O prazer de traduzir Maigret

Desde 1986, Paulo Neves dedica-se à tradução. Para a L&PM, já traduziu, entre outros, Sartre, Balzac, Stendhal, Rousseau e muitas histórias de Simenon vividas pelo famoso comissário Jules Maigret. No momento que acaba de entregar mais um Simenon inédito no Brasil, Uma confidência de Maigret (que ele considera um dos melhores que já traduziu), Paulo nos falou sobre Maigret, processo de tradução e sua carreira como escritor e poeta. Vale a pena ler essa entrevista e descobrir o que pensa e sente o responsável por fazer com que os livros de Simenon – e de tantos outros autores – sejam lidos em português. Aliás, em bom português.

L&PM: Você acaba de traduzir o seu 16º Maigret. Qual é a sua relação com as histórias do famoso comissário criado por Georges Simenon?

Paulo Neves: Desde que traduzi o primeiro em 2006, curiosamente Memórias de Maigret, passei a ter uma relação muito íntima com esse personagem. Não só porque gosto do gênero policial, das investigações de um Dupin, de um Sherlock Holmes, de um Hercule Poirot. O caso de Maigret é diferente: para ele importa menos decifrar do que compreender o crime, com todas as suas implicações sociais e psicológicas. Sua maneira de investigar, ao mesmo tempo metódica e compassiva, suas dúvidas, a consciência de suas limitações e a honestidade consigo mesmo, contêm algo de uma ética estoica. Simenon não muda muito o quadro de suas histórias: os lugares e os crimes se repetem, ele insiste nos hábitos, nos cachimbos de Maigret, mas isso de modo algum cansa o leitor, que aos poucos vai se impregnando do sentido mais profundo dessa rotina. Foi o que descobri também como tradutor, confrontado à linguagem despojada e aos diálogos curtos que Simenon utiliza para que as coisas fiquem, mais do que entendidas, subentendidas. Isso requer muita precisão narrativa.

Há outro aspecto que me atrai particularmente nas histórias de Maigret. São as paisagens apenas entrevistas de Paris, por ligeiras pinceladas impressionistas que mostram as ruas, as árvores, o céu, as mudanças de estação do ano, a vida miúda da cidade.
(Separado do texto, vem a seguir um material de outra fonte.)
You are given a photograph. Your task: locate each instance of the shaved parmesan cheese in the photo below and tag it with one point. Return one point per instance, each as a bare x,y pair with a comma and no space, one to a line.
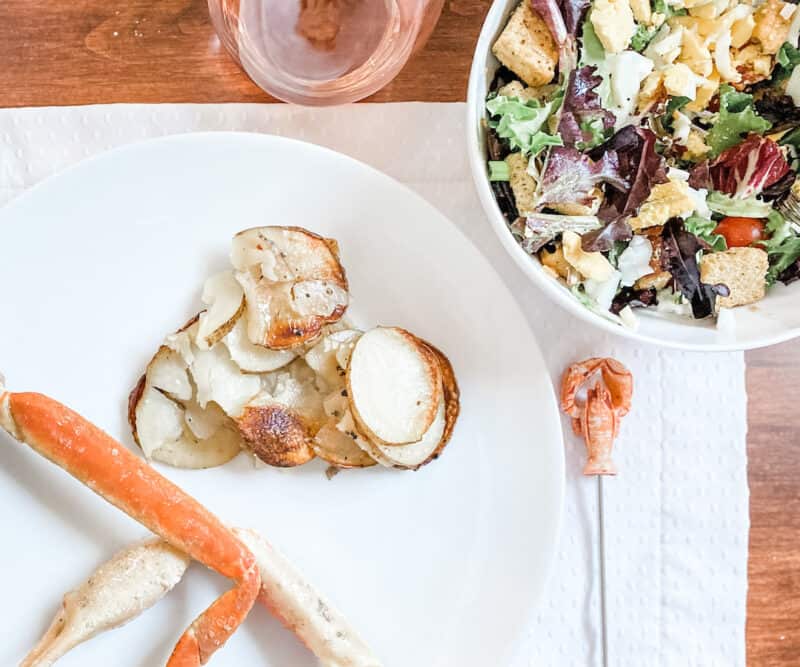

Estive lá uma única vez, exatamente há quarenta anos, muito antes de sonhar que seria tradutor e que passaria a habitá-la em imaginação através de vários autores franceses traduzidos, como Balzac, por exemplo. Mas Simenon tem sido meu guia favorito, talvez porque reencontro, nas suas descrições breves, aquela impressão vaga da minha memória distante, como o vestígio de um sonho. Para quem lê ou para quem traduz, a imaginação é mais importante do que a presença real. Pode ser que algum dia eu retorne a Paris, mas nunca deixei de vê-la através dos olhos de Maigret.
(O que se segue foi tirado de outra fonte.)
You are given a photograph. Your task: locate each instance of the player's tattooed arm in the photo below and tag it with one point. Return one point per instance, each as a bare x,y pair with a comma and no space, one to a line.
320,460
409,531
L&PM: Na sua opinião, quais são os melhores Maigret de Simenon?

PN: Difícil responder, porque não lembro detalhes de todos que traduzi. Citei antes Memórias de Maigret, que é interessante pela reconstituição dos começos de sua carreira. Outros, como A louca de Maigret, Maigret e o ministro, Maigret em Vichy, me agradaram pela trama ou pelos personagens que contracenam. Mas vou destacar o último que traduzi, Uma confidência de Maigret, porque condensa o drama desse personagem que, encarregado de investigar, gostaria às vezes de suspender o julgamento (ou, como ele diz, de ter escolhido outra profissão). Um crime é cometido e a imprensa, o público, os juízes não têm dúvidas sobre o culpado que, no entanto, se declara inocente. Maigret não tem provas suficientes para incriminá-lo e tenta em vão aprofundar uma investigação. O que ele relata é sua impotência diante da pressa com que a sociedade busca encontrar culpados ou explicações para tudo o que acontece, quando às vezes é preciso esperar longamente. É uma história quase filosófica pela amplitude de suas reflexões. Mas esse é um ponto de vista pessoal, da minha predileção.  O leitor encontrará aspectos da mesma filosofia do cotidiano em todas as histórias de Maigret.

L&PM: Além de Simenon, você já traduziu, para a L&PM, clássicos da literatura e títulos das coleções Biografias e Encyclopaedia. Existe alguma preferência, na tradução, por determinado gênero literário?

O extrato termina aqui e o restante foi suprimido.